In your Application subclass:

    public class ShakyApplication extends Application {
        @Override
        public void onCreate() {
            super.onCreate();
            Shaky.with(this, new EmailShakeDelegate("hello@world.com"));
        }
    }

For a complete example, see the demo app.

Advanced Usage

Your app can define custom behavior by subclassing ShakeDelegate and implementing the void submit(Activity, FeedbackResult) method (e.g. to send the data to a custom server endpoint).

In addition, you can implement the Bundle collectData() to collect extra app data including device logs, user data, etc. You will also need to handle how to send the extra data collected in your submit method.

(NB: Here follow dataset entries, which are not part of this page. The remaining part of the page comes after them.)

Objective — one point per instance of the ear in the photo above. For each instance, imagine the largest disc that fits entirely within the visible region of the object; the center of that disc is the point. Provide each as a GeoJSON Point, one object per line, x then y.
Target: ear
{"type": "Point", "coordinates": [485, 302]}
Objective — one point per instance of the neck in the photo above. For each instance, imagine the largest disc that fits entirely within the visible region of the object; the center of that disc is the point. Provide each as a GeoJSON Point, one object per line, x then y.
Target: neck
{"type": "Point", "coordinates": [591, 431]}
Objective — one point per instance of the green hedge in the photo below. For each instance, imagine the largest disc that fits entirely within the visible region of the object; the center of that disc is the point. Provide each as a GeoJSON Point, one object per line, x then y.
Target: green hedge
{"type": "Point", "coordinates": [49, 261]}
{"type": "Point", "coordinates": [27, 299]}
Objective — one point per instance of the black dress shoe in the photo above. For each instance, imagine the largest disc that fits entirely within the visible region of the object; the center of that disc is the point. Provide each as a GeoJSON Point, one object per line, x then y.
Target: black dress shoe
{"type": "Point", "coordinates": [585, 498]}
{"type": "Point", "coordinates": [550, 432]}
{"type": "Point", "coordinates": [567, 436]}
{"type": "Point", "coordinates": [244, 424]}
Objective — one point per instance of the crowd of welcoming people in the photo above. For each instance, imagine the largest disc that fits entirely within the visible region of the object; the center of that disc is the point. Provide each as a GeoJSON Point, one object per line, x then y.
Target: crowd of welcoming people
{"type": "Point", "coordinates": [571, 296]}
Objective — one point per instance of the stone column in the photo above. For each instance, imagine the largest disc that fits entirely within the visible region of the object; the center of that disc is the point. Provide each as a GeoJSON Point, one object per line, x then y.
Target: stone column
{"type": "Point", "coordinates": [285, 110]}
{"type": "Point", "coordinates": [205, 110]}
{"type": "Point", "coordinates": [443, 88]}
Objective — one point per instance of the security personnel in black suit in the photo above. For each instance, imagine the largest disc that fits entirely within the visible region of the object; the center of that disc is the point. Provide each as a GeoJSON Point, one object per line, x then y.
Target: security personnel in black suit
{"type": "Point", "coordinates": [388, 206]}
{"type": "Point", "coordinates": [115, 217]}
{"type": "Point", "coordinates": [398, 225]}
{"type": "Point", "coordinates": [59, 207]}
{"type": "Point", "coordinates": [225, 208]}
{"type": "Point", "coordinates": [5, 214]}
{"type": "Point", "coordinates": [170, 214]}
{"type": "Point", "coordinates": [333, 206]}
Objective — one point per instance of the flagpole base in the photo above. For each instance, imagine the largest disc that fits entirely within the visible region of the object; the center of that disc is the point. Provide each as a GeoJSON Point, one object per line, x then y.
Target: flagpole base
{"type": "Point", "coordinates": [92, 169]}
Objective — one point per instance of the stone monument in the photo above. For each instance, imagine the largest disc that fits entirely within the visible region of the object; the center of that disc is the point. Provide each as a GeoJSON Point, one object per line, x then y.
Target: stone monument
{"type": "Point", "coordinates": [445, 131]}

If you want to programmatically trigger the feedback collection flow, rather than listening for shake events, you can call Shaky#startFeedbackFlow() on the object returned by Shaky.with(). See the demo app for a full example of how to do this.

Snapshots

You can use snapshot builds to test the latest unreleased changes. A new snapshot is published after every merge to the main branch by the Deploy Snapshot Github Action workflow.

Just add the Sonatype snapshot repository to your Gradle scripts:

repositories {
    maven {
        url "https://oss.sonatype.org/content/repositories/snapshots/"
    }
}

You can find the latest snapshot version to use in the gradle.properties file.